I was fortunate enough to attend our local NAVHDA chapter’s training day and even help out a bit. It was a very positive and supportive session. The young dogs all exhibited strong potential and as the upcoming test implies, natural ability. And of course, our leadership did yeoman’s duty on organizing the event and the logistics leading up to it.
fter having been away from puppy training for many years, what was striking was how many of the fundamentals of young-dog training are still the most important. The challenges young dogs faced yesterday haven’t changed since I ran Bill, Yankee, Buddy and Manny in NA:
1. Obedience – sure, it’s a puppy test, but consistently following basic commands not only aids in succeeding at the rest of the training challenges, it bonds owner and dog.

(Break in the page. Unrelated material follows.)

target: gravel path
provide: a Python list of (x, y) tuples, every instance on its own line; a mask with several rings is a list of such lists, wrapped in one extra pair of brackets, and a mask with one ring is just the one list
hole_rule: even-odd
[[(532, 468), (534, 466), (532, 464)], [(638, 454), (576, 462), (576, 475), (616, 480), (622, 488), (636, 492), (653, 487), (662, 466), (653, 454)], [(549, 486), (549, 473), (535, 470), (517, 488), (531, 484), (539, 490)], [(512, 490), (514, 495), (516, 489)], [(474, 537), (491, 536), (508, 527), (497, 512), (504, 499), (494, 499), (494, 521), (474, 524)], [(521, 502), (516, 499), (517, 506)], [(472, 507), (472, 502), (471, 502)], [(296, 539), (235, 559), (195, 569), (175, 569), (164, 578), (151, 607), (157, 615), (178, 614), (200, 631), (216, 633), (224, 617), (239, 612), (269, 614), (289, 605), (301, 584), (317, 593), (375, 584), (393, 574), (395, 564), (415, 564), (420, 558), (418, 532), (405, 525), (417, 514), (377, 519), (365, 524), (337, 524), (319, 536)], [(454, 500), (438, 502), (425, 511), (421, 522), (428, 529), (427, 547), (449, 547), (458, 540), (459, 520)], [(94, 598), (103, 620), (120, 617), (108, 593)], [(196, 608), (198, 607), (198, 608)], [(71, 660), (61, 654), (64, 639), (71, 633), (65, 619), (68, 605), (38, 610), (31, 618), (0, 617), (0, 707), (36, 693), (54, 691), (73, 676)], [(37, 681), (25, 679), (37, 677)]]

2. Socialization – whether with other dogs or humans, a young dog will perform better in the field and at a test when it is comfortable around others.
3. Bird contact – a dog that knows what a bird is and what to do around one, will be more confident in the field and apt to better follow directions. The NA test shouldn’t be their first exposure to birds.
4. Water – most of us may rationalize that we own an upland dog, but I guarantee the time will come for a water retrieve and if you are a true conservationist, it’s either you or your dog swimming in that icy pond.
Yes, it’s easier said than done. It’ll cost us time and money and more than a little aggravation. There are plenty of legitimate reasons these basics don’t get enough attention.
And it’s easy to say, not as easy to do these things – just ask Flick. But our commitment to our hunting partner requires them if both parties are to lead fulfilling lives in the field and at home. We hold all the cards, it is our responsibility. Going the extra mile to get our dog exposure to all four pays dividends for their – and our – entire life.